Alex raised a challenging eyebrow. “I have a heartbeat. And a pulse. If anyone is dead here, it’s you. You’re way deader than I am. And we don’t deal with ghosts, either. We work strictly souls. Well, angels and souls.”

“Okay! Now that we know that everyone is dead—or undead—can we get back to this? Can we get back to searching for the Vessel? There’s got to be something informative in the journal.” I sounded a lot cooler and more aloof than I felt. In actuality, my fingers were twitching, anxious to devour the journal, to study every nuance of my father that could be culled from his writings. I wanted to know how he dotted his i’s, how he crossed his t’s. I wanted to know if there were long entries thinking about the daughter that he left behind; wanted to know if he wrote about my mother. My memories of her were fuzzy at best, the majority having been fed to me by my grandmother, who raised me after my mother’s passing.

Nina leafed through the journal. “We don’t even know why your father was searching for the Vessel.” Nina paused, cocked her head. “Sophie?”

I looked over my shoulder and Nina held the book open. I read the date—June 16, 1982. “That was eleven days before I was born.” I took the book from her, smoothed my palm over the image sketched on the page. “And that’s my mother.”

Nina came beside me. “Then that must be you.”

Lucas had drawn a very detailed sketch of my mother. She had the same slight smile on her face that I dreamed of. Her long, delicate curls were tied at the nape of her neck and her slim hands held the full swell of a very pregnant belly. Inside the round swell, Lucas had drawn a baby.

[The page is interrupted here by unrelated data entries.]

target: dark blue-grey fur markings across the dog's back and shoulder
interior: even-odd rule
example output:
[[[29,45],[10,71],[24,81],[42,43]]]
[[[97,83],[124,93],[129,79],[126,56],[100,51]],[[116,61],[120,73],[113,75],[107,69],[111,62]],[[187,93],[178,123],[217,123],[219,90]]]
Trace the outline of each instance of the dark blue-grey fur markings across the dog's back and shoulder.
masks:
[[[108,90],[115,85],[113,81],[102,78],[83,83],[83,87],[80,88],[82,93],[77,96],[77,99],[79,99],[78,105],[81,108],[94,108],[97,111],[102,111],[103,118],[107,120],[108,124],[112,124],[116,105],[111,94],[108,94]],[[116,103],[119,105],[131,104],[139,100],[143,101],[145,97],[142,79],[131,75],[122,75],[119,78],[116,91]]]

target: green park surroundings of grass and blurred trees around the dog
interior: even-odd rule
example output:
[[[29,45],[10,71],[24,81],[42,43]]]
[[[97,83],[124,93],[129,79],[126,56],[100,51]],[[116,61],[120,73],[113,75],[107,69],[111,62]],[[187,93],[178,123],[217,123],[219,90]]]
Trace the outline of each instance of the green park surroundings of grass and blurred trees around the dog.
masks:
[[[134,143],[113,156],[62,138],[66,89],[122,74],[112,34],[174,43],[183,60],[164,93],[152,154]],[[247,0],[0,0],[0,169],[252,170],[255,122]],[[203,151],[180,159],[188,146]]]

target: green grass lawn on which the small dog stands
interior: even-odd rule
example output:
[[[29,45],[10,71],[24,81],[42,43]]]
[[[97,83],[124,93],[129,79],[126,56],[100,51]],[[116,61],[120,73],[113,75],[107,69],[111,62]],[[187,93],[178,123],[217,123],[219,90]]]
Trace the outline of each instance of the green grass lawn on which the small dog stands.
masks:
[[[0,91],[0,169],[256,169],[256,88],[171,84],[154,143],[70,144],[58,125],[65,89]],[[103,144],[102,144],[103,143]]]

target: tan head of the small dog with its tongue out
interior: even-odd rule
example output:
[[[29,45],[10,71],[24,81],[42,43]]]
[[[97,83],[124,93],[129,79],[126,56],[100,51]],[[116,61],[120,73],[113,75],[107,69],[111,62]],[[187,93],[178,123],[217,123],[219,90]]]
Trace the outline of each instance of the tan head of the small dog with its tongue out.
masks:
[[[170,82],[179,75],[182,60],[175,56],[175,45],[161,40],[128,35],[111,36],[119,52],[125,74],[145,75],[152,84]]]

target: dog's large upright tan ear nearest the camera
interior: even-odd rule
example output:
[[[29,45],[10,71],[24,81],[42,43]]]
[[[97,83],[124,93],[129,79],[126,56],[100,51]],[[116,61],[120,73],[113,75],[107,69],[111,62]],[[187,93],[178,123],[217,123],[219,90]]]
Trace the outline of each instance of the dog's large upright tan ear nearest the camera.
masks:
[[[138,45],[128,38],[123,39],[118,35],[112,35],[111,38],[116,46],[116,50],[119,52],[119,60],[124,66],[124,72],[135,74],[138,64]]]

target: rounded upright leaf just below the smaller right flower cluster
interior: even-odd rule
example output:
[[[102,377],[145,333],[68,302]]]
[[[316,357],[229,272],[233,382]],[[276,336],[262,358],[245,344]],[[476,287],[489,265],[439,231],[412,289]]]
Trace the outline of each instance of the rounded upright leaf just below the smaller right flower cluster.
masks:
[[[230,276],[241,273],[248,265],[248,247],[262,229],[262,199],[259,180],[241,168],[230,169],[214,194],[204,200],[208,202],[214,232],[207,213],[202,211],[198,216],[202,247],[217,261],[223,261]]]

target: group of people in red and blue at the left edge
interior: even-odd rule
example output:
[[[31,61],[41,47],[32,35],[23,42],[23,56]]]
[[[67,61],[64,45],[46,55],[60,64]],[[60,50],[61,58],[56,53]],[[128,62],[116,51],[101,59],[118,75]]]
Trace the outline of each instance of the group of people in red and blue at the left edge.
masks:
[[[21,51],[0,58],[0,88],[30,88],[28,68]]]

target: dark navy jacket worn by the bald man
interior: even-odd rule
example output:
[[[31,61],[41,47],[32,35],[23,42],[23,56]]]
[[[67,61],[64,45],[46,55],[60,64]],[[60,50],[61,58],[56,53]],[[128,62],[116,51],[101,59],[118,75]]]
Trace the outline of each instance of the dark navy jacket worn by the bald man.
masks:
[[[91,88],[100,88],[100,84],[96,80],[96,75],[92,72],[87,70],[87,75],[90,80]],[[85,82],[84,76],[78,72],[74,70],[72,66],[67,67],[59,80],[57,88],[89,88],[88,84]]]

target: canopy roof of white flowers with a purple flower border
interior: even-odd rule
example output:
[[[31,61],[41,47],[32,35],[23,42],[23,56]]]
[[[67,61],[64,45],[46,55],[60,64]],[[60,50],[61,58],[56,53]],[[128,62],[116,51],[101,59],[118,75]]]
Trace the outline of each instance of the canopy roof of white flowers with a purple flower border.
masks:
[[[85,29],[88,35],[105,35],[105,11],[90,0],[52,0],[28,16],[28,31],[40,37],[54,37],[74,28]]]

“I guess,” I said, trying my best to distance myself from my mother’s familiar eyes.

Nina flipped the page and I blinked. “You again,” she said.

Another baby drawing, this one me, without my mother.

“Why was he drawing pictures of me if he was just going to leave? Why was he drawing me in a journal that he used to log his searches for the Vessel?”

Alex squeezed my hand. “I don’t know, Lawson.”

Nina hugged me to her.

Alex looked from her to me. “I think the real question is—how did Ophelia end up with your father’s journal?”

I peeled Alex’s hand from mine and brushed my fingers through my hair, my eyes still fixed on the journal, on the sketch of me.

“Maybe you should sit down.” Nina’s cold hands pressing against my shoulders rattled me and I stepped away. “Maybe this journal will help answer some questions you have about your father, you know? It could be a good thing.” Nina tried to smile and I forced a nod.

“You know, I think I just need some air,” I said.

“That’s a good idea,” Alex said. “We can go for a walk.”

“Actually, I think I’d like to be alone right now.” I pulled my keys from the ring by the door. “I’m just going to go for a drive.”